Christmas is no cakewalk. Families are getting more and more complicated.
It can be an even trickier time for families who foster because we need to juggle things that ordinary families don't.
We fostering folk have the back-up of social workers, in my case Blue Sky, to help shape the way we deal with issues.
Issues such as;
How to advise a child who wants give a gift to an adult who may or not have neglected her (or worse)?
How to manage a Contact meeting between a child and real parent. A real parent who routinely bad-mouths the fostering system?
Not easy, but do-able thanks to the support network available plus one's own native life-skills.
Here's my thing though.
Hard on the heels of Christmas, tailgating it in fact, comes…
New Years Eve!
Oh Lordy; the logjam of Winter 'celebrations'.
For kids up to the age of about eleven, New Years Eve is a doddle; a chance to stay up very late.
But I've noticed something different in the teenagers we've cared for when the clock ticks around to midnight.
They've twigged that the whole New Year thing is about fresh beginnings.
A new start.
Hope.
I've seen teenagers give a really meaningful midnight hug to whoever is wearing a party hat and say (and mean it);
"Happy New Year!"
They hold each others gaze and wish it in earnest.
By which they mean;
"May it please be better than last year…"
Sometimes they join in a chorus of Auld Lang Syne with gusto. The line about forgetting old acquantiances seems tinged with particular significance.
The bottomless sincerity of their hope is as hearfelt as it's forlorn. We all know - and they do too - that each year brings more challenges.

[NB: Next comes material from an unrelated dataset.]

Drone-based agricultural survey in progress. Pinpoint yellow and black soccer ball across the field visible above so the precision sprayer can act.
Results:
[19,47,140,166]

It brings rewards aplenty too, but ups are harder to spot than downs.
Their problems "squat like a toad on a merangue" as someone memorably put it.
Regardless, I enjoy watching the optimism of their "Happy New Year" to each other.
And, as a foster mum, each year I resolve to do everything I can to help their coming year be as good as it can be.
Happy New Year to you, whatever time of year you find yourself reading this.